# Machine Learning Algorithms - Predict Solutions

Complete the following functions using the Machine Learning techniques you have covered in the training notebooks.

## Pre-processing

### Import Data

In [808]:
import numpy as np
import pandas as pd
import matplotlib.pyplot as plt
import seaborn as sns
% matplotlib inline
from sklearn.preprocessing import StandardScaler
from sklearn.model_selection import train_test_split
from sklearn.linear_model import LinearRegression
from sklearn.linear_model import LogisticRegression
from sklearn.linear_model import Ridge
from sklearn.linear_model import Lasso
from sklearn.metrics import mean_squared_error
from sklearn.metrics import mean_absolute_error
from sklearn.metrics import confusion_matrix
from sklearn.metrics import classification_report
from sklearn.metrics import precision_recall_fscore_support as score

df = pd.read_csv('C:/Users/JF51/Desktop/data.csv').drop('Unnamed: 0', axis=1)

### Pre-process Data

In [809]:
# Regression labels
y_r = df['target_return']

# Classification labels
y_c = df['target_return'].apply(lambda x: 1 if x > 0 else 0)

# Features
X = df.drop(['Date', 'company', 'target_return'], axis=1)

In [810]:
# Standardize data
scaler = StandardScaler()
X_scaled = scaler.fit_transform(X)
X_standardize = pd.DataFrame(X_scaled,columns=X.columns)

In [811]:
# Regression train/test split
X_train_r, X_test_r, y_train_r, y_test_r = train_test_split(X_standardize, y_r, test_size=0.3, random_state=101)

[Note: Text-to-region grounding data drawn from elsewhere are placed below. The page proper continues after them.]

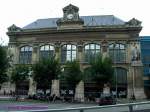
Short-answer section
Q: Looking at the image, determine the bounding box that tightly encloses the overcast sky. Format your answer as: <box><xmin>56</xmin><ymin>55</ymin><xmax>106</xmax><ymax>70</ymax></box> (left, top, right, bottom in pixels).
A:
<box><xmin>0</xmin><ymin>0</ymin><xmax>149</xmax><ymax>45</ymax></box>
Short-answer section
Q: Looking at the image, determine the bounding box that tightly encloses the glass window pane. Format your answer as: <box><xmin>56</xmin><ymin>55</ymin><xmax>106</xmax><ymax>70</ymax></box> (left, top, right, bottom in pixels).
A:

# Classification train/test split
X_train_c, X_test_c, y_train_c, y_test_c = train_test_split(X_standardize, y_c, test_size=0.3, random_state=101)

## Function 1

Write a function to return the intercept as a float (rounded to the nearest 3 integers) of a linear regression model

* Given the training features (X_train) and labels (y_train)

In [812]:
def lin_reg_intercept(X_train, y_train):
    
    "Returns intercept (float) of linear regression model"

    # Your code here
    
    # Create linear regression object
    lm = LinearRegression()

    # Train the model using the training sets
    lm.fit(X_train, y_train)

    #Equation  Intercept
    int_lm = float(round(lm.intercept_,3))
    
    return int_lm
    
    

In [813]:
lin_reg_intercept(X_train_r, y_train_r)

0.027

## Function 2

Write a function to return the number of coefficients greater than 0 in a lasso model (as an integer)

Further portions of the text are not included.